Last June she told a TV interviewer that Italy might need a bailout because of its high borrowing costs, a comment that Prime Minister Mario Monti called "completely inappropriate". She suggested last year that Greece's problems could force it out of the European Union, and infuriated then-Eurogroup chief Jean Claude Juncker - who chaired meetings of euro zone finance ministers that she attends - by briefing media on a deal to raise the bloc's financial firewall before he announced it.

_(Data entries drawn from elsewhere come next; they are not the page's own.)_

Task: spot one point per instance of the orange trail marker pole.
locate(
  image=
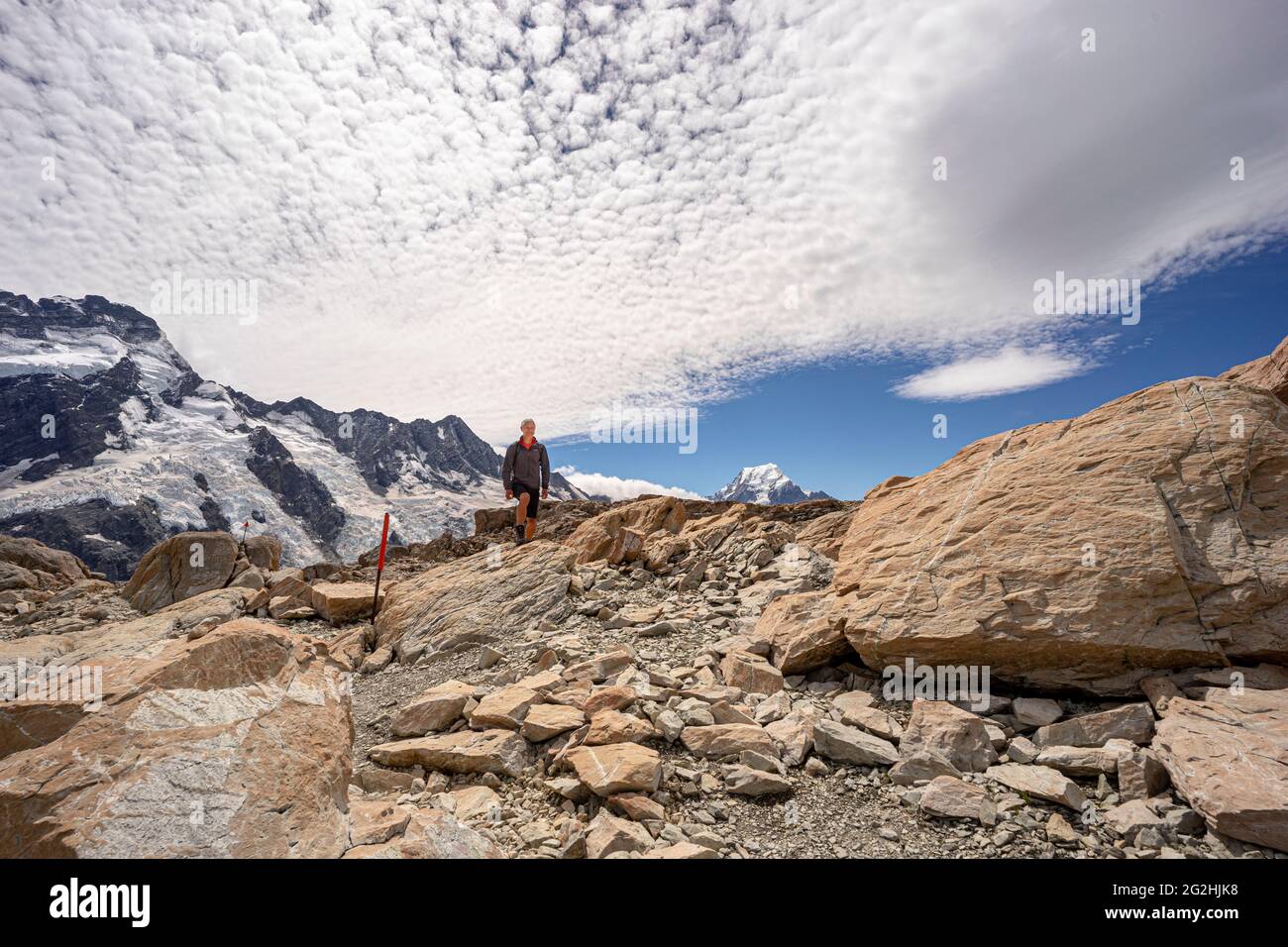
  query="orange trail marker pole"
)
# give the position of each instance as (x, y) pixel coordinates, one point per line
(380, 567)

She later apologised, then complicated things by saying Juncker was upset because he was suffering from kidney stones, a comment Austrian media criticised as an invasion of his privacy. The incidents made Brussels officials joke about being "Fektered", while a Munich newspaper dubbed her the "witch of the south".
She became the star of the EU finance ministers' talks in Dublin on Friday and Saturday, single-handedly shaping the debate.
"The Austrian woman is well able to answer for herself. If you want to put a question to Maria, Maria will answer you," Irish Finance Minister Michael Noonan told one news conference. Maria Theresia Mayr was born in Attnang-Puchheim, a small town in the largely rural province of Upper Austria, to a well-off family with a gravel and construction materials business. She acknowledges being a rambunctious child, the only girl in a pack of brothers and boy cousins.